When the knock came on Eddard Stark's door, he knew who it was at once. The height could only be one of his children; while the knock would only come from one of them. He stood and opened the door for his eldest son.
A sturdy, handsome boy, Robb Stark's mop of auburn hair covered his mother's eyes. His jaw and his nose, though, where unquestionably Stark. Today he looked it, too – distant, concerned, and ever so serious. The boy was almost eight.
Ned smiled. "What is it?"
"It's-" Robb's hands twisted over each other and he fidgeted. "I'm sorry for interrupting. But I had a question…"
"You're not interrupting anything," Ned told him, almost amused, but worried, too. This level of uneasiness was unusual in his eldest, who already had the self-assured gait and bearing that would serve him when he was older. "Sit down, what's your question?"
"I thought you would know," Robb said in a rush. "If maybe – Theon said that if someone killed someone they'd be killed. As punishment."
Ned almost winced. Theon Greyjoy was only a few years older than Robb, but seemed to have already grown into the notorious heritage of his house. He hoped Robb could eventually be a better influence on the boy, but thus far it had mostly been this way – Theon telling the younger Robb stories, at least partly, Ned suspected, to horrify him. (The vividly told one about a kraken that crawled onto land and devoured wolf pups in their beds had given Robb nightmares for a week.)
"That is – a crude way of putting it, but true," he said, gently.
Robb frowned. "That doesn't make any sense."
"Why not?" Ned asked, patiently, knowing very well why not, as he had asked the same question, once, and received what he had no doubt was nearly the same answer. He was not surprised.
"If they killed someone and you're killing them, doesn't that mean you killed someone and have to be killed, too?"
"No," said Ned, gently. "Because when someone has murdered, and they're brought to justice, it's not killing, it's an execution. It's different."
Robb frowned, struggling with that. "They're still dead," he concluded, eventually.
"Think of it this way," Ned told him, patiently. "If someone killed one person, they might go and kill another one, right? And maybe others, too? So when the law executes them, they're stopping the potential deaths of other people by cutting it off at the source. And it's fair. The person took another's life; so they have their life taken from them."
Robb struggled with that concept even more, his small face screwed up in concentration. "So it's like – stopping a rot from becoming worse by killing part of the plant?"
"Not exactly," Ned said, with a wince. "We're talking people.

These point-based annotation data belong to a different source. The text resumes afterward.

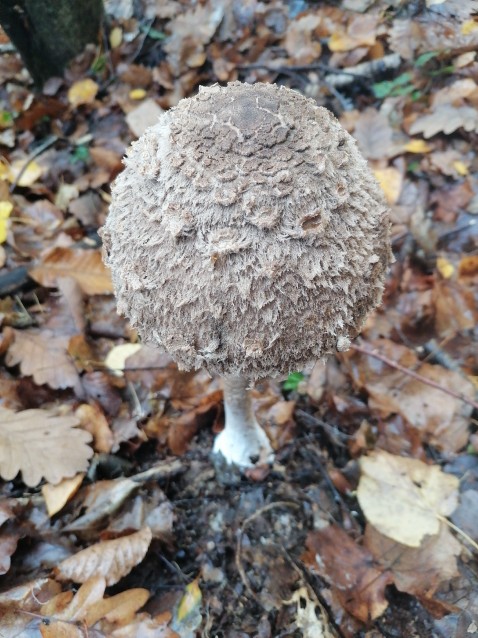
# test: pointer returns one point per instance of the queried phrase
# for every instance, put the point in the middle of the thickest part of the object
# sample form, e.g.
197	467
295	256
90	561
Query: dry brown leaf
40	444
361	31
8	545
145	115
118	609
44	356
301	42
111	559
57	496
446	118
443	419
416	570
350	570
85	266
82	92
93	420
405	499
391	182
190	32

Not plants. And it's not just a matter of stopping a problem. It also has a lot to do with justice."
Robb's eyes widened as though his father had said some magic word. "Justice. What's that mean?"
"Fairness," Ned said, carefully. "Rightness. Judgment that is cast with consideration and reason – and, yes, mercy."
"Theon says mercy is for the weak," Robb said, uncertainly. Ned grimaced.
"Not everything Theon says is right. He was raised in a very different place than this." He paused. "Do you understand, though, Robb?"
He frowned, thinking again. "Yes," he said slowly, eventually. "I think so. It's not just – it's not just killing people. It has to be fair. Justice."
Eddard Starl relaxed. "Yes. Justice."